I have never interfaced to this type of sensor. It looks very similar to LVDT type of pickup, and it would be very nice if I could use an off the shelf IC, but there's no differential return signals to compare.

I assume the turbine vanes cause a varying inductance to occur in the coil, which damps a varying magnetic field. Regardless, could someone point me to a sample schematic, or IC, or at least describe the nature of the circuit needed for this?

Thanks.
 

I would think that there two types of turbines, one with ferrite loaded vanes these would, as you say, change the inductance of the coil. the other sort would have copper turbine blades these would change the inductance a little and its Q a lot. What does this mean?, if the coil was part of an oscillator circuit, when a blade was near to the coil, the Q of the coil would fall and the oscillations would stop, if the blade rotated so a gap was by the coil oscillations would re-start.
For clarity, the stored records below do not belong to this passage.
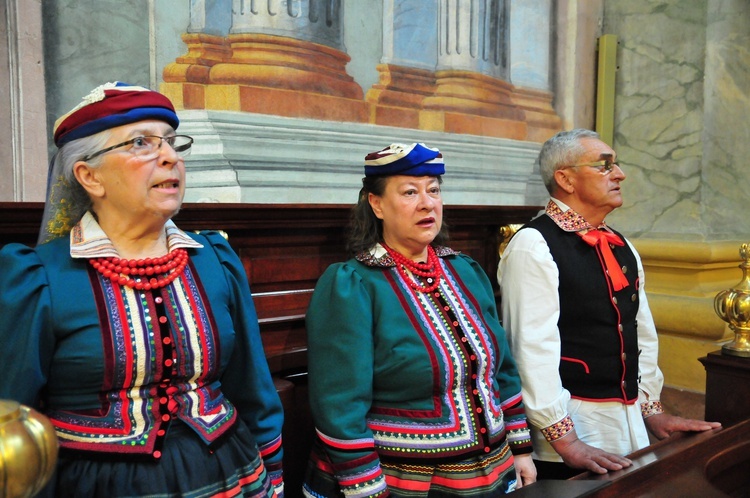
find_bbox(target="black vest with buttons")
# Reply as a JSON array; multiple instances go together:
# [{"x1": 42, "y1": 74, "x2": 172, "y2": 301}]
[{"x1": 526, "y1": 215, "x2": 640, "y2": 402}]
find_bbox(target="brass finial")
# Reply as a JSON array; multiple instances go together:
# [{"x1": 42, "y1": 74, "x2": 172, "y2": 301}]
[
  {"x1": 714, "y1": 244, "x2": 750, "y2": 358},
  {"x1": 0, "y1": 399, "x2": 58, "y2": 498}
]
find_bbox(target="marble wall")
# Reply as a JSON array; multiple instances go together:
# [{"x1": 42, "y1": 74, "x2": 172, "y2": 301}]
[{"x1": 603, "y1": 0, "x2": 750, "y2": 240}]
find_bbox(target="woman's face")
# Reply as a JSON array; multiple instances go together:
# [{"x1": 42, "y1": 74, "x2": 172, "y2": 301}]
[
  {"x1": 368, "y1": 175, "x2": 443, "y2": 259},
  {"x1": 77, "y1": 120, "x2": 185, "y2": 230}
]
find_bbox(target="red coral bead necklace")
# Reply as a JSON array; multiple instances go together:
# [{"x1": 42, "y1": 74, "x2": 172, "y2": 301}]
[
  {"x1": 382, "y1": 242, "x2": 443, "y2": 292},
  {"x1": 89, "y1": 249, "x2": 188, "y2": 290}
]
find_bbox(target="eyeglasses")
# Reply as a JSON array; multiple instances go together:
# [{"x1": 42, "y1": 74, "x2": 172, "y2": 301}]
[
  {"x1": 560, "y1": 159, "x2": 620, "y2": 175},
  {"x1": 81, "y1": 135, "x2": 193, "y2": 161}
]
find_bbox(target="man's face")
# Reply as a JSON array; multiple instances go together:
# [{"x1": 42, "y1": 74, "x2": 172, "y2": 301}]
[{"x1": 564, "y1": 137, "x2": 625, "y2": 219}]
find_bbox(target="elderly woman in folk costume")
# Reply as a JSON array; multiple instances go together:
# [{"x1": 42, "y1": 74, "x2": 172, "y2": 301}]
[
  {"x1": 304, "y1": 144, "x2": 536, "y2": 497},
  {"x1": 0, "y1": 83, "x2": 283, "y2": 497}
]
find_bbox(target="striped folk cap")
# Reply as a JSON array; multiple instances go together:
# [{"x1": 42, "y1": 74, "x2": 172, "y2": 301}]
[
  {"x1": 53, "y1": 81, "x2": 180, "y2": 147},
  {"x1": 365, "y1": 143, "x2": 445, "y2": 176}
]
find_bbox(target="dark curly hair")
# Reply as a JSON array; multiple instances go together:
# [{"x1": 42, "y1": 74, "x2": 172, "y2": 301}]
[{"x1": 346, "y1": 175, "x2": 448, "y2": 254}]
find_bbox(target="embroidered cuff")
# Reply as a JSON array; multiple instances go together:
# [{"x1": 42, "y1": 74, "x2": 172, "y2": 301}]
[
  {"x1": 542, "y1": 415, "x2": 573, "y2": 443},
  {"x1": 641, "y1": 401, "x2": 664, "y2": 418}
]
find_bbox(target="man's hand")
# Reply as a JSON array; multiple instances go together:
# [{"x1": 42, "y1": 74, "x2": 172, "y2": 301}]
[
  {"x1": 513, "y1": 453, "x2": 536, "y2": 489},
  {"x1": 551, "y1": 429, "x2": 633, "y2": 474},
  {"x1": 644, "y1": 413, "x2": 721, "y2": 439}
]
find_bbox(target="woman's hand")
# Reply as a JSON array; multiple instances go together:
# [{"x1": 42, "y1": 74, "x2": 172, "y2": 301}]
[
  {"x1": 550, "y1": 429, "x2": 633, "y2": 474},
  {"x1": 513, "y1": 453, "x2": 536, "y2": 489}
]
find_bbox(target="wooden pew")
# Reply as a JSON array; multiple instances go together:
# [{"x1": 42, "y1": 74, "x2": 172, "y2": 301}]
[{"x1": 0, "y1": 203, "x2": 540, "y2": 498}]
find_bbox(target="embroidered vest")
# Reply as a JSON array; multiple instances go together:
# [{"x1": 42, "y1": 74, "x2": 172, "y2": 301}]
[{"x1": 526, "y1": 215, "x2": 639, "y2": 403}]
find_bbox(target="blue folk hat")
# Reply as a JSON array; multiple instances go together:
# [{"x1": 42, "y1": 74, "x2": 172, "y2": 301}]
[{"x1": 365, "y1": 143, "x2": 445, "y2": 176}]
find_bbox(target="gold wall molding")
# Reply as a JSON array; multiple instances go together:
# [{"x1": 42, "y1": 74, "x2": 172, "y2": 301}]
[{"x1": 631, "y1": 239, "x2": 743, "y2": 392}]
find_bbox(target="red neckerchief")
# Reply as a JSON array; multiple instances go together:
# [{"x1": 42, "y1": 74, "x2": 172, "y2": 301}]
[{"x1": 545, "y1": 200, "x2": 628, "y2": 291}]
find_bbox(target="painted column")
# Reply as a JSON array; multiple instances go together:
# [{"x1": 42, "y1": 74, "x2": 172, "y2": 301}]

The oscillations could easily converted into a voltage pulse with a diode.
If I were designing a system the change of inductance would require careful temperature correction while the on/off Q system looks a lot simpler. Can't you get the manufacturers data on this gizmo?
Frank
 
I did look it up. Sorry, I don't have the flowmeter with me, but specs on this sort of equipment are very difficult to find. Just discovering the fact that it's RF pickup was about all I could find.

I believe their interface circuit costs about $350, and I'm very certain it's just as simple as you've stated. When I get back to the meter this weekend, I'll write down the numbers. If I recall correctly, it's made by FTI.

There's high margin and lots of trade secrets with vendor lock-in with this industrial equipment. I think this meter cost about $1500 when new.

---------- Post added at 11:44 ---------- Previous post was at 11:27 ----------

Okay, I can do better than my last post. Let's assume it's for one of these.
**broken link removed**
and let's pick the RF4. Are they modulating in the MHz range? Can a simple RC circuit with a diode -> amplifier get me in the ballpark?

---------- Post added at 12:03 ---------- Previous post was at 11:44 ----------

My, what a big difference a small change in Google search makes. I just found this gem:
**broken link removed**
It appears that they are exciting at 50KHz. However, it's not completely clear if they are working with an amplitude modulated response, or a frequency modulated response. I would prefer the on/off as you mentioned.
 

Right I now understand how that "Sponsler" kit works. Its exactly halfway between my two methods!!! What they do is to use the RF coil as part of an oscillator circuit, but as the turbine rotates the effect they are looking for is the change of level as the ferrite/copper/???? turbine passes the coil. So its not stopping the oscillation but putting an added amplitude modulation on them. So using the diode will recover this component and measuring the frequency of this component gives the exact rotational speed of the turbine. I guess you will have to do something to this low level voltage to make it do something useful. The actual oscillator is sort of a 6 -12V supply a transistor and a handful of component. If you just want to actuate a switch at a certain flow, an extra IC + relay is required, if you want to meter the output, then a frequency to voltage converter would be required and either an analogue meter or a digital voltmeter.
Frank
 
Actually, I just want the vane crossing events to be CMOS compatible. I have source code for a magnetic flow meter.
The signal drives an interrupt which counts the pulses, accumulates and calculates rate and sends it via SMBUS.

Almost all of my experience is with digital circuits, and I've never done anything in RF. Could you point me to a schematic that would get me close to a solution? I can breadboard and modify until I get the response I'm looking for.